Dal 1969 un imponente cubo di cemento caratterizza il panorama urbano di Dietikon. Chi passa davanti al centro di formazione Limmattal, a prima vista vede solo architettura del dopoguerra. Tuttavia, con un investimento di 42 milioni di franchi, il Cantone di Zurigo sta ristrutturando questo edificio sottoposto a tutela monumentale per trasformarlo in un centro di formazione del XXI secolo.

Luglio 2026

L’architetto Georges Künzler progettò l’edificio della scuola professionale nel 1969 come testimonianza funzionale del miracolo economico. Oggi si presenta nel suo stato originale, in tutta la sua contraddittorietà. Isolamento insufficiente e punti deboli strutturali, ma una facciata che l’inventario cantonale dei beni culturali classifica espressamente come degna di tutela.

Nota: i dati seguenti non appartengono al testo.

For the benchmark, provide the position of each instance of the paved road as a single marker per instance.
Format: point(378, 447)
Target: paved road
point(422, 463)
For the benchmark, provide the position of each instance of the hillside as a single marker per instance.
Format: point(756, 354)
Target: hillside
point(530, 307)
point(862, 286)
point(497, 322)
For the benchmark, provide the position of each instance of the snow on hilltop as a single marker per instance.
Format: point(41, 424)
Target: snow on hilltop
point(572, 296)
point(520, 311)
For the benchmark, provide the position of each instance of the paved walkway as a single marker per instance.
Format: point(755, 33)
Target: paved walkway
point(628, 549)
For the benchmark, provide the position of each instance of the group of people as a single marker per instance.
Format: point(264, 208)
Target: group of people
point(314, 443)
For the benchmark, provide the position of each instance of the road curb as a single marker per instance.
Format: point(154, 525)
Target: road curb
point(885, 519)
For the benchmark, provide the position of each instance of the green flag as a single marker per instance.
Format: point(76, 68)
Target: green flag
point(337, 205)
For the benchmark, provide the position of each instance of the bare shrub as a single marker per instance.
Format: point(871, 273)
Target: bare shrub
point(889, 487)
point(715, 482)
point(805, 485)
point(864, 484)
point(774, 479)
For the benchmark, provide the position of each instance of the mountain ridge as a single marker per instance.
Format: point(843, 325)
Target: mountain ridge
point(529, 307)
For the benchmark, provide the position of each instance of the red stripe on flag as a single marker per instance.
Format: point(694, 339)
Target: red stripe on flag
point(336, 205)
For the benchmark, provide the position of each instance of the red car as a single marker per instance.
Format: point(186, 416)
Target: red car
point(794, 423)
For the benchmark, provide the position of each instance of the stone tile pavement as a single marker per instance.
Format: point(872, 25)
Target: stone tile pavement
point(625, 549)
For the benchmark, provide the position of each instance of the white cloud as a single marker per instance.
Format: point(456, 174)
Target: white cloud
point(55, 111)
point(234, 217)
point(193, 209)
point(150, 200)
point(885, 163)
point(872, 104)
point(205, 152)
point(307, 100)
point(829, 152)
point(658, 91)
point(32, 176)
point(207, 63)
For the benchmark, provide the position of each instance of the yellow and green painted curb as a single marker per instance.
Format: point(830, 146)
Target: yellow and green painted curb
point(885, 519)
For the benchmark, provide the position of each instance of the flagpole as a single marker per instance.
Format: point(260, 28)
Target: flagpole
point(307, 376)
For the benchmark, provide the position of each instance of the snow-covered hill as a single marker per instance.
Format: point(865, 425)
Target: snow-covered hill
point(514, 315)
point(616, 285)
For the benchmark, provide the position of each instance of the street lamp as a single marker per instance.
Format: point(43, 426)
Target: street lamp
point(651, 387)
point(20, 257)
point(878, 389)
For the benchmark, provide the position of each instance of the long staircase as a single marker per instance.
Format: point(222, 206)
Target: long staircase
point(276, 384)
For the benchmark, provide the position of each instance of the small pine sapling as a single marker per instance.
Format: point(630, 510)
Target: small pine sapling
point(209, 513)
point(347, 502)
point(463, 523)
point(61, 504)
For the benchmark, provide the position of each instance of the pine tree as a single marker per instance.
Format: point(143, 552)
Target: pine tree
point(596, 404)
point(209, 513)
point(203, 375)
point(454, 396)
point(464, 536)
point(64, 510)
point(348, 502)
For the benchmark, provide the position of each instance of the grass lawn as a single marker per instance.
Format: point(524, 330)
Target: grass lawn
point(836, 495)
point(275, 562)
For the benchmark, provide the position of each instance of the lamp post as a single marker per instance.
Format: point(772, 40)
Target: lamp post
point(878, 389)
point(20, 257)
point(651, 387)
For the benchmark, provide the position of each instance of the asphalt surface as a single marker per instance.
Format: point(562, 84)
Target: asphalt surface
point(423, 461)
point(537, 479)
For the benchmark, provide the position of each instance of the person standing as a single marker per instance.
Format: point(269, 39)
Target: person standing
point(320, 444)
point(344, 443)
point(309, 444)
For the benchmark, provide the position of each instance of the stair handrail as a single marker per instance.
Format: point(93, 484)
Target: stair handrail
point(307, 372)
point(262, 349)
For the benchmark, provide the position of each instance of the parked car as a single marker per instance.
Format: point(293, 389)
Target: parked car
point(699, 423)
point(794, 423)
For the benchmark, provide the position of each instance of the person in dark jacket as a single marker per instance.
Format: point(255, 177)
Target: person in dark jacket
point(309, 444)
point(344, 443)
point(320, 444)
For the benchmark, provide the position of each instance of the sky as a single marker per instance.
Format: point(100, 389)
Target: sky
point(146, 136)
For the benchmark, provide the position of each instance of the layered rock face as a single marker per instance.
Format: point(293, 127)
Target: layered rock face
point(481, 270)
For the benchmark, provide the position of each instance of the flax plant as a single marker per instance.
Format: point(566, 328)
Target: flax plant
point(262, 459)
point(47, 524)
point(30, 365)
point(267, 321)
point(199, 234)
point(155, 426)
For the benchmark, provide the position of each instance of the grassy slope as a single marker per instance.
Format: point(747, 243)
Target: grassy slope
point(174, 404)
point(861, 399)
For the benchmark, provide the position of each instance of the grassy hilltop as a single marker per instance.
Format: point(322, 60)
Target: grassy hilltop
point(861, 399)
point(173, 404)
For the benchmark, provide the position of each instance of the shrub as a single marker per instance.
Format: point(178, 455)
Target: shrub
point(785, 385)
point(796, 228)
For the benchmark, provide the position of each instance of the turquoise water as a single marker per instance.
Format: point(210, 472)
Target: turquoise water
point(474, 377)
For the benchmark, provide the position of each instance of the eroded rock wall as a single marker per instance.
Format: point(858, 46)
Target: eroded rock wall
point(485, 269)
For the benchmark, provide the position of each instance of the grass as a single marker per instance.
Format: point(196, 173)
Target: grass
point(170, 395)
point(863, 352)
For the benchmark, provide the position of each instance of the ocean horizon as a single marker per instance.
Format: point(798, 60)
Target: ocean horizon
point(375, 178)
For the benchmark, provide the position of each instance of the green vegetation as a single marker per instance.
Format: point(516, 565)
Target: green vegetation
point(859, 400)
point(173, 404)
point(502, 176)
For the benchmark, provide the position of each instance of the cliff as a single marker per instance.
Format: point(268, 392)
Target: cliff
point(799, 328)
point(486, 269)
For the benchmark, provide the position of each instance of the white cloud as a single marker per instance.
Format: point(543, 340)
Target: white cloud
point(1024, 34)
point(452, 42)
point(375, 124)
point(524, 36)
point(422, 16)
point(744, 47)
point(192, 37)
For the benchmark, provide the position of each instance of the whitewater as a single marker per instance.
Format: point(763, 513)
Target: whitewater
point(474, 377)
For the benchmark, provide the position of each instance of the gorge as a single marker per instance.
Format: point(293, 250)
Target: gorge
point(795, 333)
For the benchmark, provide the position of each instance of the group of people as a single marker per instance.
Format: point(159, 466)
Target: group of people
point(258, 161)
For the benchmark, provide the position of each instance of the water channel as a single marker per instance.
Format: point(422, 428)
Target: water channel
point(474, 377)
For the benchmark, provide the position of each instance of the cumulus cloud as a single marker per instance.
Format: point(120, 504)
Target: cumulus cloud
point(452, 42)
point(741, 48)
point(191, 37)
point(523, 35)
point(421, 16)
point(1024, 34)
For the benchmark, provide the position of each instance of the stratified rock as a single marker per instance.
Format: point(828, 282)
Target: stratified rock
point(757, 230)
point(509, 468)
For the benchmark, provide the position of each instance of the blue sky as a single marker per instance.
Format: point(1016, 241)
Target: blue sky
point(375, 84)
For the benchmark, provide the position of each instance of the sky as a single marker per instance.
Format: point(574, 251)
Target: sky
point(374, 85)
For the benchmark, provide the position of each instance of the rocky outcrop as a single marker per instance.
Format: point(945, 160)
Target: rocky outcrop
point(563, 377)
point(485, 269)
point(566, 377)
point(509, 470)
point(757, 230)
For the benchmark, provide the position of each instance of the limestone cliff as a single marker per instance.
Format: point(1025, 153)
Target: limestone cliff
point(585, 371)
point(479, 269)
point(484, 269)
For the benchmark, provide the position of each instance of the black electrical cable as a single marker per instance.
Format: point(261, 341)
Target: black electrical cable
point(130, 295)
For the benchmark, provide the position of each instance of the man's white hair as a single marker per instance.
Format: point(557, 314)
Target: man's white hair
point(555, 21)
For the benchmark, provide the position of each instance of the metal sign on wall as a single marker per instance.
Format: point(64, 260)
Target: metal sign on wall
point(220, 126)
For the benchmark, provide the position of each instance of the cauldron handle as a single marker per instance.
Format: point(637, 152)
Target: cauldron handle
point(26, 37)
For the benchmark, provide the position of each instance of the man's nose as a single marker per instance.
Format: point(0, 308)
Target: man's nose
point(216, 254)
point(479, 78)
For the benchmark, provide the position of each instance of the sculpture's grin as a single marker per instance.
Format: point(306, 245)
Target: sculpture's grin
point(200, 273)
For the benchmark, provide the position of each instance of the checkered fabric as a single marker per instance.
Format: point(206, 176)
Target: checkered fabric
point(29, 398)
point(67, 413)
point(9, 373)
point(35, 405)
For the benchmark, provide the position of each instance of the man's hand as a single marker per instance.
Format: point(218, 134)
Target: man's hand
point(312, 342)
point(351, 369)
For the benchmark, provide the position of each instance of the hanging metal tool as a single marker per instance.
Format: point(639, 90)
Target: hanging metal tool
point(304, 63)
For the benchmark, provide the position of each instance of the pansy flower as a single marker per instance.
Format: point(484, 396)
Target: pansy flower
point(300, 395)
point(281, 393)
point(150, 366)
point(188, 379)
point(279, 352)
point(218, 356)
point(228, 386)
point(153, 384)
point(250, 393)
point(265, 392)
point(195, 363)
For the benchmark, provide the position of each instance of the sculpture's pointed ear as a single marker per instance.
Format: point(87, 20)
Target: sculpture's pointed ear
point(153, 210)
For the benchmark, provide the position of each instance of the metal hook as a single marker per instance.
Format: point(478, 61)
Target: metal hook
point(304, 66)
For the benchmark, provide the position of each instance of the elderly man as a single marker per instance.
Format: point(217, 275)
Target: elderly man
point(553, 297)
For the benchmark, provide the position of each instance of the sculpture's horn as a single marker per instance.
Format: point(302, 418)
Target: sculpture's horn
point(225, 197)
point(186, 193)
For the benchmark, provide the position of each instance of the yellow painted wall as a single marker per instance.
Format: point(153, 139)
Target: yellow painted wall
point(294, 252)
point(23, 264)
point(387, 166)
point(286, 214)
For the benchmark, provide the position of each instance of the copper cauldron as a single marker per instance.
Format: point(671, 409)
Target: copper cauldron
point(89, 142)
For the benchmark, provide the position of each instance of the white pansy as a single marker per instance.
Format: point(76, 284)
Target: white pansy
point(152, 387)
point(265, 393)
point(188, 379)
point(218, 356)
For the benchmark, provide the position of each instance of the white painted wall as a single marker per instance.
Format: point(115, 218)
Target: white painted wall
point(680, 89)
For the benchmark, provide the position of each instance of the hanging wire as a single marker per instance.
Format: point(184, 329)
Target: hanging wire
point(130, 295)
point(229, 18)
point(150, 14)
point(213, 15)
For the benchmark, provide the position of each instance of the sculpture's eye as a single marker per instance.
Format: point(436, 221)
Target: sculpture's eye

Coordinate di una nuova cultura dell’apprendimento
Il BZLT si è chiesto, ben prima dell’inizio dei lavori, come funzioni l’apprendimento oggi. La risposta si chiama n47e8, dal nome delle coordinate geografiche di Dietikon. Il concetto coniuga personalizzazione, competenza operativa e infrastruttura digitale. Gli studenti lavorano al proprio ritmo, sulla base di «missioni», tramite un sistema di gestione dell’apprendimento (Learning Management System), sia nelle materie di cultura generale che in quelle professionali. L’edificio concretizza ora ciò che la pedagogia aveva già concepito.

L’attico come manifesto
L’ultimo piano diventa uno spazio di apprendimento aperto. Niente più aule, ma zone flessibili per il lavoro collaborativo e autonomo. Circa 1’250 studenti dei settori della logistica, dei trasporti su strada e del riciclaggio utilizzeranno quotidianamente questo spazio.

Sostenibilità senza compromessi
SNBS Gold, Minergie-ECO, impianto fotovoltaico sul tetto piano, allacciamento alla rete di teleriscaldamento Limeco e tetti verdi per il raffreddamento e la biodiversità. Non si tratta di greenwashing, ma di un impegno concreto che caratterizza l’intero ciclo di vita dell’edificio.

L’arte come programma
Il duo di artisti Veli & Amos progetta la parte inferiore delle scale nell’atrio con verniciature «flip-flop» e insegne al neon. Per una scuola che accompagna quotidianamente le persone all’ingresso nel mondo del lavoro e nel riorientamento professionale, non si tratta di semplice decorazione.

Completamento previsto nell’estate del 2027
A partire da agosto 2027 inizierà l’attività scolastica e Dietikon non riavrà semplicemente un edificio scolastico ristrutturato. Riceverà la prova che tutela dei beni culturali, sostenibilità e pedagogia del futuro non sono in contraddizione, ma possono coesistere con successo.